Written by Firm | Jul 18, 1994 | Press | Print PDF

Pacific Business News

July 18, 1994
Jack Karnhis

A lawsuit over a shipboard concession could throw off the timing of the $28 million upgrade planned for the SS Independence, now en route to Virginia for refurbishment.

Renovations to the 682-foot ship, which takes passengers on interIsland cruises, might hit a snag because of a dispute with Georgia-based W.H. Smith Hotel Services Inc.

W.H. Smith, a subsidiary of W.H. Smith (USA) Group Inc., leases retail space on the Independence and its sister ship, the SS Constitution. The stores sell sundries, clothing and logo items to passengers.

Smith filed suit July 8 in U.S. District Court against Great Hawaiian Cruise Line Inc., Great Hawaiian Properties Corp., Great Hawaiian Independence Inc. and Great Hawaiian Constitution Ship Co.

These entities own or are connected with the two vessels. The ships operate as American Hawaii Cruises, a subsidiary of Chicago-based American Classic Voyages Co.

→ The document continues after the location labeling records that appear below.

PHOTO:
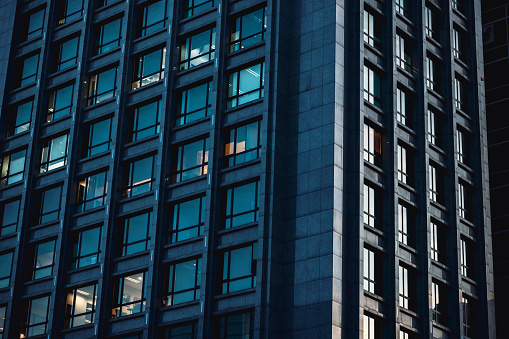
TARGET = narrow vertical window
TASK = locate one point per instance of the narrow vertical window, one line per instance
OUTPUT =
(372, 87)
(9, 216)
(34, 318)
(19, 119)
(12, 168)
(372, 145)
(44, 259)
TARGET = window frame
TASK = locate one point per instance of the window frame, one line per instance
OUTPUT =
(35, 269)
(174, 220)
(234, 79)
(42, 214)
(5, 174)
(46, 154)
(126, 244)
(229, 205)
(26, 325)
(225, 269)
(179, 154)
(82, 203)
(186, 58)
(231, 158)
(99, 46)
(139, 77)
(90, 137)
(128, 186)
(183, 99)
(134, 120)
(190, 11)
(236, 45)
(53, 101)
(77, 247)
(118, 303)
(170, 279)
(93, 97)
(71, 308)
(2, 214)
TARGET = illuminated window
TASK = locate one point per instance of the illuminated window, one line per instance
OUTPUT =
(35, 317)
(80, 306)
(242, 144)
(129, 295)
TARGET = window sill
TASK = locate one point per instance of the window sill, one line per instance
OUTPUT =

According to the suit, W.H. Smith seeks a restraining order to stop demolition of its concession area on the Independence during its upcoming refurbishment in Virginia. It also seeks to stop any concession area rework planned for the Constitution, which is expected to go into dry dock in February 1995.

In addition, W.H. Smith objected to the way the concession agreement was terminated and seeks $2 million in compensatory damages and $5 million in punitive damages.

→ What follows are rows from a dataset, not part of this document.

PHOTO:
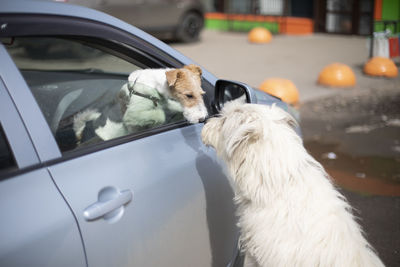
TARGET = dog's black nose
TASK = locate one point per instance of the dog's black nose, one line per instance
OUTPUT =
(204, 120)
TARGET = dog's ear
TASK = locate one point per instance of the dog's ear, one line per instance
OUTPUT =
(172, 76)
(193, 68)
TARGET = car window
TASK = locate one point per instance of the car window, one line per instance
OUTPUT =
(82, 90)
(7, 160)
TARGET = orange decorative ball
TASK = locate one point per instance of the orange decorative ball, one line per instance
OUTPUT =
(259, 35)
(381, 66)
(337, 75)
(282, 88)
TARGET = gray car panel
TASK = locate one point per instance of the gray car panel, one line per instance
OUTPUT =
(78, 12)
(31, 115)
(37, 227)
(23, 151)
(181, 213)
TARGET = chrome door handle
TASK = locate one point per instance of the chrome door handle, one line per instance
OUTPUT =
(109, 200)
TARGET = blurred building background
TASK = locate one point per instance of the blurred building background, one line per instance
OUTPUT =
(357, 17)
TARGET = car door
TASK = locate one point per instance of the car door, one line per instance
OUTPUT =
(156, 197)
(37, 226)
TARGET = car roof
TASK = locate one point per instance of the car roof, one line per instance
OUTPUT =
(43, 7)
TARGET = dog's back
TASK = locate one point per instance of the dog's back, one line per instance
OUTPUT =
(153, 78)
(290, 213)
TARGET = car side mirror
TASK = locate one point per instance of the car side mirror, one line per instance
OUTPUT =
(226, 91)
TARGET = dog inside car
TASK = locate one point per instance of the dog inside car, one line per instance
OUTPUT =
(147, 100)
(289, 212)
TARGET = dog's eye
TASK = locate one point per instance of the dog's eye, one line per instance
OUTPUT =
(190, 96)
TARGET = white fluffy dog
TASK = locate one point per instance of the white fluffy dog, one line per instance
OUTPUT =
(289, 212)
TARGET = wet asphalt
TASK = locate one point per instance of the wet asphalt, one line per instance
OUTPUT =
(354, 132)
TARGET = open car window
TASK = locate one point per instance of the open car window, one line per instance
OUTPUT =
(81, 89)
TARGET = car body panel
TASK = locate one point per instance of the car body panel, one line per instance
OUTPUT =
(181, 213)
(37, 227)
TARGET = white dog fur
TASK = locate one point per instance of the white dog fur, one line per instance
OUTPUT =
(181, 88)
(290, 213)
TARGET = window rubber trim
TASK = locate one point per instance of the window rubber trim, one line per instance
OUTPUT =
(83, 151)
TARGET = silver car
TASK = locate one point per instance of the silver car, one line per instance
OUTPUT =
(181, 20)
(154, 197)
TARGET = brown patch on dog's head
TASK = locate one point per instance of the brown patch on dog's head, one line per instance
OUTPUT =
(185, 86)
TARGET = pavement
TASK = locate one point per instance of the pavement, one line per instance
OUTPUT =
(354, 132)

The suit seeks declaratory and injunctive relief, and alleges breach of contract. Richard L. Robbins, the Mainland attorney for W.H. Smith, claimed the termination of the concession agreement will result in damages for lost investments and profits in excess of $1.8 million.  The store’s annual profit was listed at $250,000.

Richard C. Sutton, the local attorney for W.H. Smith, said. “We think we have strong arguments that they have wrongfully terminated the concession agreement.” Sutton believes the concession space has been “substantially demolished” during the trip to the dry dock, even though three years allegedly remain on the concession agreement, he said. The contract agreement also stipulated the store would be moved by “mutual agreement.”

Sutton said he and his clients remain concerned about the demolition in relation to when the defendants received the lawsuit.

Jordan B. Allen, attorney for the defendants, said a memorandum in response was filed July 14 in U.S. District Court. “We feel we terminated the contract according to the language of the agreement.” Allen said. “We felt the relationship was no longer in our best interest.” The defendants reject the plaintiff’s argument entirely, he said, adding “we clearly had the right to terminate the agreement.”

W.H. Smith (USA) Group operates hotels, resorts and airport retailers across the country. It entered the Hawaii market in February 1988 and operates 25 hotel concessions.